Phlegmacium triumphans, also known as the birch webcap, or yellow girdled webcap is a basidiomycete mushroom in the family Cortinariaceae. It is found in Europe and regarded as edible by some authorities. However, others call it suspect and it resembles deadly species.

==Taxonomy==
The species was first was described by Swedish mycologist Elias Magnus Fries in 1838; its generic name derived from the Latin cortina "veil", and the specific triumphans "triumphing". It is considered the same species as Cortinarius crocolitus Quélet by some authorities. It was a member of the subgenus Phlegmacium within the genus Cortinarius; mushrooms of this group have sticky (or slimy in wet weather) caps and dry stipes.

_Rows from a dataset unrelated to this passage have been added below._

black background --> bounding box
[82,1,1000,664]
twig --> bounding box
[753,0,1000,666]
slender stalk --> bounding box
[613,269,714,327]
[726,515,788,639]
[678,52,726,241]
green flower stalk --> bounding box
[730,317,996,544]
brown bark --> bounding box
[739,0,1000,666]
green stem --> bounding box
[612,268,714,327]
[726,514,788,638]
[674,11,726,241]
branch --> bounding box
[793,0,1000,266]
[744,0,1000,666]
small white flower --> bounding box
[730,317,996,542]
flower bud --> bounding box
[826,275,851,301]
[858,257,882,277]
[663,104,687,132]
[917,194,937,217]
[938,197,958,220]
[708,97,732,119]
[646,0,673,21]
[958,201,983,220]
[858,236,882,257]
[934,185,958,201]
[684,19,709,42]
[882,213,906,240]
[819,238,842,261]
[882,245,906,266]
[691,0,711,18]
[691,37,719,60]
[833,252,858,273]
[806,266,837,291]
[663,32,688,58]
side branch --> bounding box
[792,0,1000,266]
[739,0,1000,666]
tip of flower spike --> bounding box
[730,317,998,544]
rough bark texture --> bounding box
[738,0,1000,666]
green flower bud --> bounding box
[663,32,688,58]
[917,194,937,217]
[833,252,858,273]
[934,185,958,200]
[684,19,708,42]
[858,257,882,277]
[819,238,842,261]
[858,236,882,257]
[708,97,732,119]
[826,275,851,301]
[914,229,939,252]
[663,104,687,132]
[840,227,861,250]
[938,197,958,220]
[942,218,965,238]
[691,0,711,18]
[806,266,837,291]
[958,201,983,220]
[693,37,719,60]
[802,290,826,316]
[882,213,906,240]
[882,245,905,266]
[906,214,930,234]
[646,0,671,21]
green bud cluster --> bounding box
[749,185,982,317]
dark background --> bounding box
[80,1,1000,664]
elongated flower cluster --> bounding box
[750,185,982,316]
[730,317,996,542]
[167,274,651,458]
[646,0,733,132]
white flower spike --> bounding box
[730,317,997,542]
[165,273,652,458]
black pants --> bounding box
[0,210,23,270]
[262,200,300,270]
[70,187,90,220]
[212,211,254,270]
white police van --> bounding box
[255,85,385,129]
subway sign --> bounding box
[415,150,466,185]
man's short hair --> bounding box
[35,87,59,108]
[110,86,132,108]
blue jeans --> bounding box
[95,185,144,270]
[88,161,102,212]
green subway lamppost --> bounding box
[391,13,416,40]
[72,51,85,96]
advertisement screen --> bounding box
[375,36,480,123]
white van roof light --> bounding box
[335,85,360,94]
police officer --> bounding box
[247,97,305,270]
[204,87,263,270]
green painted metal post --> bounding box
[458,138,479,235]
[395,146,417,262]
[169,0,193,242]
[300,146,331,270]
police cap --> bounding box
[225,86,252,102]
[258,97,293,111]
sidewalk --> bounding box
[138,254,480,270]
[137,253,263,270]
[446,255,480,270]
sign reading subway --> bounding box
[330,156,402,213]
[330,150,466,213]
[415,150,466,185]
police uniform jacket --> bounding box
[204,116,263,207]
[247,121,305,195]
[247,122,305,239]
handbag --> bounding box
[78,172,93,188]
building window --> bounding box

In 1905 it was reclassified as Phlegmacium triumphans by the Norwegian mycologist Axel Gudbrand Blytt however it remained known as Cortinarius triumphans until 2022 when a genomic study moved this and many other Cortinarius species to the Phlegmacium genus.

==Description==
It has a 5-12 cm (2-5 in) diameter cap which is yellowish in colour-darker in the centre and paler on the edges. The stipe is 7-17 cm (3-7 in) high and 1-2.5 cm (0.4-1 in) thick and swollen at the base, and is white up top and yellow lower down and bears the tan or brown remnants of the veil. The adnate gills, which are hidden by a cream or white veil when young, are cream or lilac early on, and darken with the spores, which give a rusty coloured spore print. The almond-shaped spores measure 10-12.5 × 5.5-7 μm. The flesh is cream-coloured and the taste is mild.

==Distribution and habitat==
Phlegmacium triumphans appear under birch trees in autumn (fall) in Europe, and Asia where it is widespread, but local. It is also reported from north eastern North America. It has a mycorrhizal relationship with birch trees (Betula).

==Edibility==
Although some mushroom guides list it as edible, others treat it with suspicion, as many webcaps have been found to have toxins, not in the least the similarly brown-coloured lethal webcaps. This being the case, it is probably best to avoid it. Thomas Laessoe's 1998 book 'Mushrooms', describes the taste as bitter, with a not unpleasant smell.